Applying Carl Menger to the Monetization of Bitcoin

By Rollo McFloogle

Posted August 25, 2019

Introduction

Bitcoin promoters have been using the “digital gold” meme to illustrate its function as a store of value on its journey to full monetization. Being a store of value is one of the three generally accepted functions of money; the others are medium of exchange and unit of account. A money, the third thing used for indirect exchange, fully achieves each of these functions at correspondingly named stages with the addition of one at the beginning. These stages of monetization are collectible, store of value, medium of exchange, and unit of account.

It can be somewhat confusing, but these stages do not happen discretely but instead interact with and provide feedback for each other in a complicated monetization process.

For example, while Bitcoin will not be used widely as a unit of account until is reaches monetization, that will not stop some businesses from listing their products for sale only in Bitcoin (for both payment and denomination of price) even during the very early stages of Bitcoin. In this case, before Bitcoin is a reliable store of value, it is being used both as a medium of exchange and unit of account, but only for the isolated occasions when this business owner and his customers interact. It is only when each of these functions are universally adopted (by a society whether it is an isolated village in a jungle or the entire global economy) that we can say that an asset can be called money.

As shown in Murad Mahmudov’s famous Market Cap vs Lindy Effect chart, there is still a general linear flow of progression through these four stages of monetization despite the tendencies of the stages to overlap. Bitcoin is clearly past its stage as a collectible for cypherpunks and libertarians. It is widely known by almost everyone and is regularly discussed on various news programs. With Bitcoiners routinely promoting the idea of “hodling,” it must be the case that it is in the stage of becoming a store of value. Despite its sometimes huge peaks and valleys, we can see the price of Bitcoin denominated in fiat over a long time horizon appreciating in price, so it must be the case that it is doing a good job of storing value despite the fact that more bitcoins are being emitted into the network through the mining process. Because of its superior properties that make it very useful as serving the three functions of money, the hodlers are speculating that the price today is well below (even in orders of magnitude) its future price when the rest of society comes to congregate to use Bitcoin as money.

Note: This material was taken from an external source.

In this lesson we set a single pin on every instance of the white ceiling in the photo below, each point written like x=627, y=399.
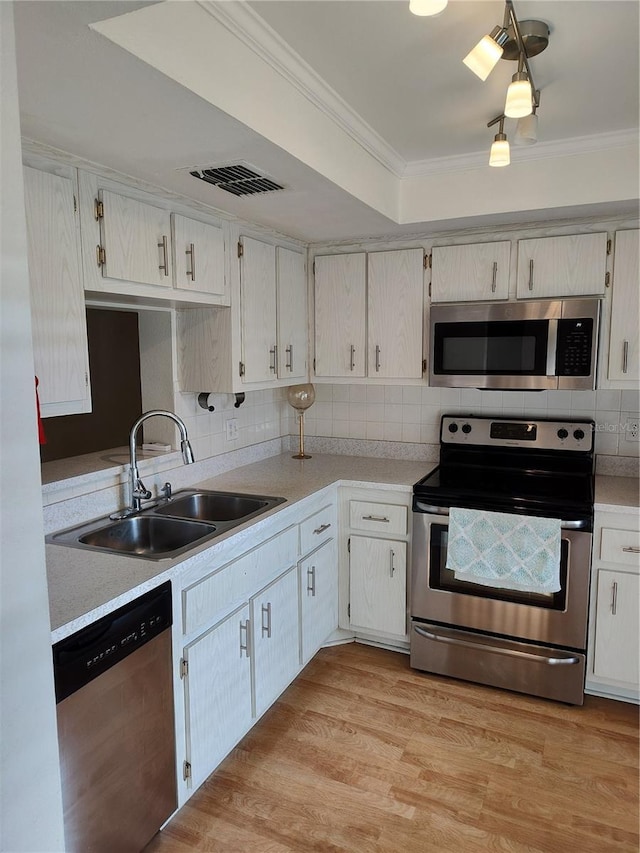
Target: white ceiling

If the hodlers are correct, they stand to be economically rewarded very well. If they are missing something and are unaware of some fatal flaw that makes Bitcoin fail in its mission to become money, then they will lose their investment.

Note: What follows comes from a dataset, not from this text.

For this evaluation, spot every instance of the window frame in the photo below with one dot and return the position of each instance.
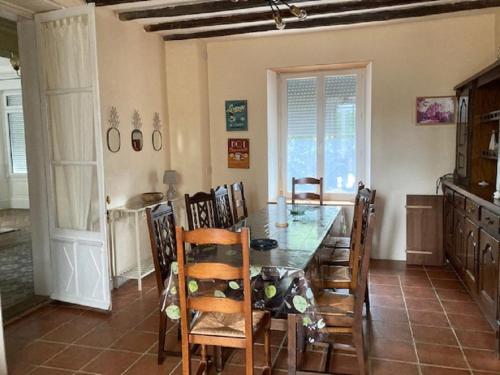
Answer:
(6, 111)
(362, 135)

Carl Menger’s Store of Value as an Accidental Nature

While many Bitcoiners use Austrian economics to justify their bullishness on Bitcoin, some are pointing to Carl Menger’s writing on money to show a blind spot for Bitcoiners. In his book, Principles of Economics, Menger writes:

[I]t appears to me to be just as certain that the functions of being a “measure of value” and a “store of value” must not be attributed to money as such, since these functions are of a merely accidental nature and are not an essential part of the concept of money.

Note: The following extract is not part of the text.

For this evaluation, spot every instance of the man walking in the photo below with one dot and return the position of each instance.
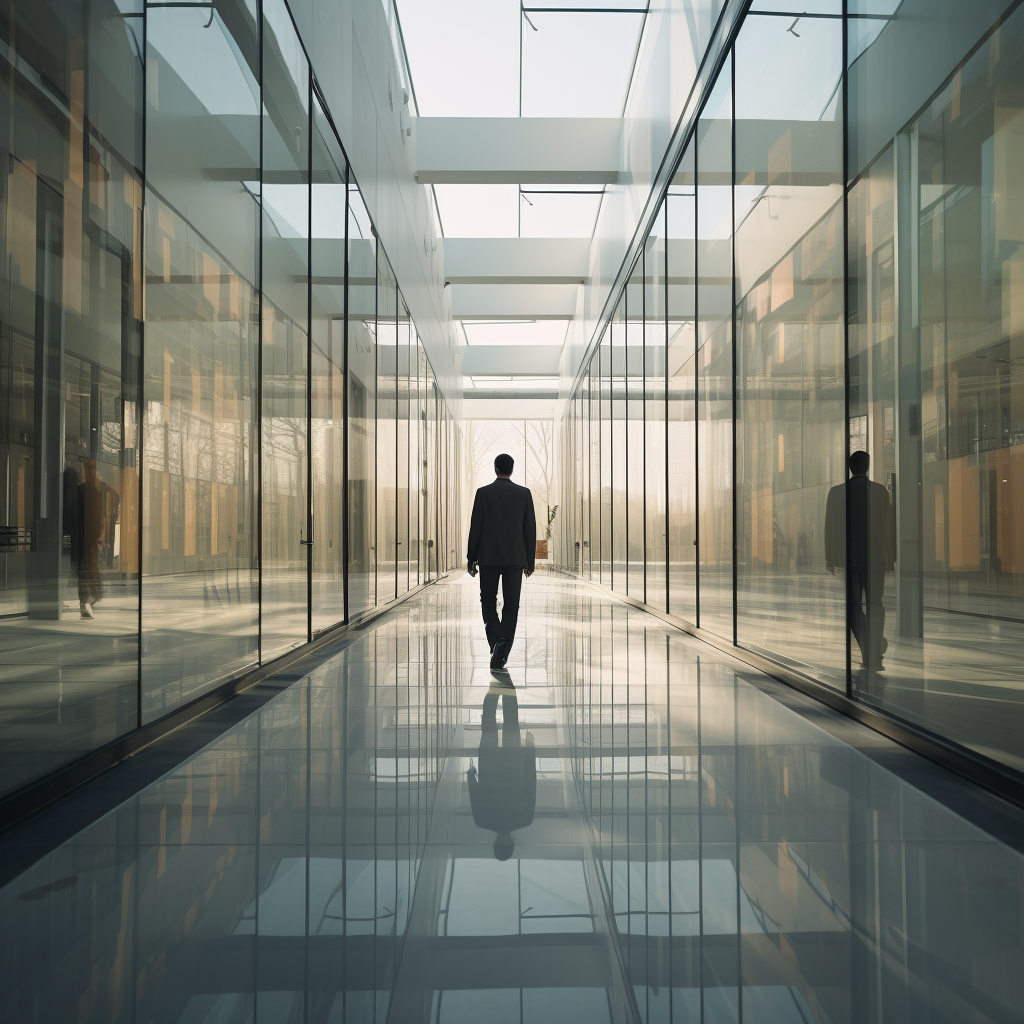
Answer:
(502, 546)
(872, 553)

At first glance, it appears that Menger contradicts the Mahmudov’s and every other Bitcoiner’s argument that Bitcoin must generally be used as a store of value before becoming a medium of exchange. However, this quote from Menger and the arguments of Bitcoiners need context and further exploration.

Money is the Best Medium of Exchange Available

The first point to be made is that Menger is speaking very generally. Since money removes us from the barter system of coincidence of wants and direct exchange to a system of indirect exchange, if an asset cannot function as a medium of exchange, i.e. the third thing with high saleability and liquidity, then it would obviously never have the chance of being money. But this is a very basic filter for what qualifies something to have the potential to be money but not why one asset would beat out others to claim that role.

Interestingly enough, Menger provides some insight into this just a few sentences before the above quote:

If we summarize what has been said, we come to the conclusion that the commodity that has become money is also the commodity in which valuations answering the practical purposes of economizing men and in which accumulations of funds for exchange purposes can most appropriately be made provided that no impediments founded upon its properties stand in the way.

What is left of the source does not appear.